Quantcast i24NEWS - Pétition contre le "Focus sur Israël" au FIPA: "amalgame entre art et politique"

Pétition contre le "Focus sur Israël" au FIPA: "amalgame entre art et politique"


"Les signataires veulent punir des créateurs avec des méthodes qu'ils prétendent combattre"

L'ambassadrice d'Israël en France a rappelé dans un courrier adressé mercredi à la présidente du Festival International des programmes audiovisuel (FIPA), que la loi française interdit le boycott, après que des dizaines de cinéastes internationaux ont protesté contre le choix de la FIPA de s'associer avec le gouvernement israélien pour un "focus sur Israël".

Après l’Australie, l’Espagne et le Canada, le FIPA, qui se tient tous les ans à Biarritz, a décidé de consacrer cette année son focus 2018 à la scène audiovisuelle israélienne du 23 au 28 janvier, mettant en avant des séries à succès telles que Homeland, In Treatment, et Fauda.

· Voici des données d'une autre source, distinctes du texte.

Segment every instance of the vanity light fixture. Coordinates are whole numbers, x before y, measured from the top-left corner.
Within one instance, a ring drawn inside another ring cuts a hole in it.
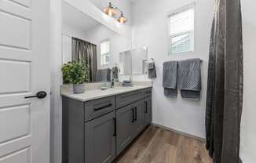
[[[116,20],[120,24],[125,24],[127,22],[127,18],[124,16],[123,12],[118,7],[115,6],[112,2],[109,2],[108,6],[106,7],[103,12],[110,16],[114,16],[119,13],[120,16]]]
[[[127,18],[123,16],[123,13],[122,12],[120,16],[117,20],[121,24],[125,24],[127,21]]]
[[[115,16],[117,14],[117,10],[116,10],[115,7],[114,7],[111,2],[109,2],[108,6],[106,7],[103,10],[103,12],[110,16]]]

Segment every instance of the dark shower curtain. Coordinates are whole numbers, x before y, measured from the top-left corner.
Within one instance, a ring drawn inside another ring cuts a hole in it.
[[[83,61],[89,68],[88,82],[96,81],[97,46],[86,41],[72,38],[72,61]]]
[[[207,148],[214,163],[238,163],[243,107],[240,0],[215,0],[208,68]]]

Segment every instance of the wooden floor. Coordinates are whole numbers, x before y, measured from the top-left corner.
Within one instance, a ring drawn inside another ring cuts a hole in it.
[[[149,126],[115,163],[212,163],[199,140]]]

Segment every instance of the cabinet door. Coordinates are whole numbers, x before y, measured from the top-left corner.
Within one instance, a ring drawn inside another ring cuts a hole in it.
[[[115,158],[115,113],[86,123],[86,163],[108,163]]]
[[[134,123],[134,108],[132,105],[116,111],[116,155],[119,154],[132,141]]]
[[[132,104],[132,107],[134,108],[134,123],[133,124],[133,138],[136,137],[144,129],[144,110],[143,110],[143,100],[137,101]]]
[[[148,125],[152,120],[152,97],[145,98],[144,100],[144,122]]]

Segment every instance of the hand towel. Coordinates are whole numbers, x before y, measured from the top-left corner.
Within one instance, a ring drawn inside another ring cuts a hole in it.
[[[155,62],[148,63],[148,78],[156,78],[156,71]]]
[[[177,61],[163,63],[163,87],[164,88],[164,95],[166,97],[177,97]]]
[[[119,69],[117,67],[112,67],[112,78],[115,81],[119,81]]]
[[[178,63],[178,85],[181,97],[199,100],[201,98],[201,61],[190,59]]]

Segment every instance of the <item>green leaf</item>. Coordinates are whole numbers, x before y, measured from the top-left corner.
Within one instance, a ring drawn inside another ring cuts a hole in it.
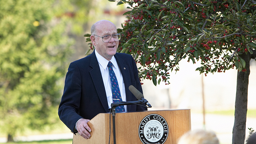
[[[152,81],[153,81],[153,83],[155,86],[156,86],[156,79],[155,78],[155,75],[153,74],[152,76]]]
[[[181,26],[183,28],[184,28],[184,29],[185,29],[185,30],[187,32],[189,32],[189,30],[188,29],[188,28],[187,28],[183,26],[183,25],[181,25]]]
[[[159,14],[158,14],[158,16],[157,16],[157,19],[159,20],[159,18],[160,17],[160,16],[161,16],[161,15],[162,14],[162,13],[163,13],[163,10],[162,10],[159,13]]]
[[[151,43],[151,41],[152,41],[153,37],[154,37],[154,36],[151,36],[151,37],[149,39],[149,40],[148,41],[148,45],[150,45],[150,43]]]
[[[127,12],[126,12],[124,13],[124,14],[123,14],[123,15],[126,15],[126,14],[130,14],[131,13],[132,13],[132,11],[128,11]]]
[[[179,3],[179,4],[181,5],[182,6],[184,6],[184,5],[183,5],[183,4],[182,4],[182,3],[181,3],[180,2],[179,2],[178,1],[176,1],[176,2],[174,2],[174,3],[175,3],[175,2],[177,2],[178,3]]]
[[[252,42],[251,42],[250,43],[249,43],[249,44],[252,47],[256,47],[256,44],[254,43],[253,43]]]
[[[119,1],[119,2],[117,2],[117,5],[118,6],[119,5],[120,5],[124,3],[124,2],[121,2],[121,1]]]
[[[237,9],[237,11],[239,11],[240,10],[240,5],[237,2],[236,3],[236,9]]]
[[[158,84],[160,84],[160,82],[161,82],[161,78],[159,78],[159,79],[158,79]]]
[[[242,64],[242,66],[243,66],[243,67],[245,67],[245,61],[243,59],[241,59],[240,60],[240,62],[241,62],[241,63]]]
[[[124,52],[125,51],[126,51],[127,49],[129,49],[128,48],[123,48],[122,50],[122,51],[120,51],[120,52],[121,53],[124,53]]]
[[[199,37],[198,37],[197,39],[197,42],[198,43],[198,41],[199,41],[199,40],[201,40],[201,39],[202,38],[202,37],[204,36],[205,35],[205,34],[204,34],[204,33],[201,36],[200,36]]]

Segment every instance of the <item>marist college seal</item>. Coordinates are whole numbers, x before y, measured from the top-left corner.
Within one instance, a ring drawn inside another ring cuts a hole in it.
[[[162,144],[167,138],[169,131],[167,123],[162,116],[151,114],[140,122],[139,135],[144,144]]]

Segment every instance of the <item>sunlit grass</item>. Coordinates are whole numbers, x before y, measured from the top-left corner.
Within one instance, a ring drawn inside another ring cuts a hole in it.
[[[216,114],[217,115],[235,116],[235,110],[224,111],[207,111],[206,113]],[[256,109],[248,109],[247,110],[247,117],[256,118]]]
[[[44,140],[32,142],[19,142],[0,143],[7,143],[8,144],[72,144],[72,139]]]

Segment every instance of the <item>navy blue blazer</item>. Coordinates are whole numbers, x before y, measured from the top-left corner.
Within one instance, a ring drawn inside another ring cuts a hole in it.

Mais ce focus a provoqué l’ire d’une centaine de professionnels du cinéma, dont le réalisateur Ken Loach.

Dans une lettre ouverte publiée mardi dans l'Humanité, 100 professionels de l'audiovisuel ont dénoncé "cette complicité". 

"Nous, cinéastes et professionnel-le-s de l'audiovisuel, souhaitons exprimer notre profonde préoccupation devant le fait que le festival FIPA, par son initiative "Focus sur Israël", choisisse de s'associer avec le gouvernement israélien et l'Ambassade d'Israël, alors que ce pays non seulement poursuit, mais intensifie l'occupation, la colonisation et le nettoyage ethnique du peuple palestinien", ont-ils déclaré.

"Quel message signifie ce partenariat officiel quand des dizaines d'enfants comme la jeune Ahed Al Tamimi sont incarcéré-e-s dans les prisons militaires et quand des centaines de Palestinien-ne-s sont emprisonnés sans jugements depuis des années pour certains?", poursuit la lettre.

Les cinéastes ont demandé aux organisateurs du FIPA, "au regard de l'agressivité actuelle d'Israël dans ses attaques contre les civils palestiniens et leurs infrastructures, de reconsidérer leur relation avec le gouvernement d'Israël, et de retirer leur partenariat avec le ministère israélien des Affaires étrangères et l'Ambassade d'Israël en France", puisqu'il existe selon eux, "d'autres moyens de soutenir des réalisateurs israéliens ou de projeter des productions israéliennes que de traiter avec un Etat qui se place hors du droit et des conventions internationales".

Interpelée par cette publication, l'ambassadrice d'Israël en France, Aliza Bin-Noun, a dénoncé la démarche des signataires, indiquant qu'"en exigeant que le festival mette fin au Focus d'Israël, pour les raisons détaillées dans leur lettre", ils appellent selon elle, "au boycott d'Israël. Or la loi française interdit le boycott, et rend ainsi leur demande illégale". 

"En outre, cet appel repose sur un amalgame entre art et politique", a-t-elle estimé.

"Les signataires de cet appel s'érigent en juges et en censeurs dans un domaine qui est synonyme de liberté, désigne une population à l'opprobre et veulent punir les créateurs pour les agissements de leurs dirigeants, en recourant finalement à ces méthodes-mêmes qu'ils prétendent combattre", a-t-elle pour sa part dénoncé.

L'ambassadrice a par ailleurs répété que "le différend avec les Palestiniens relève d'un problème interne qui ne peut être résolu que par des négociations directes entre les deux parties".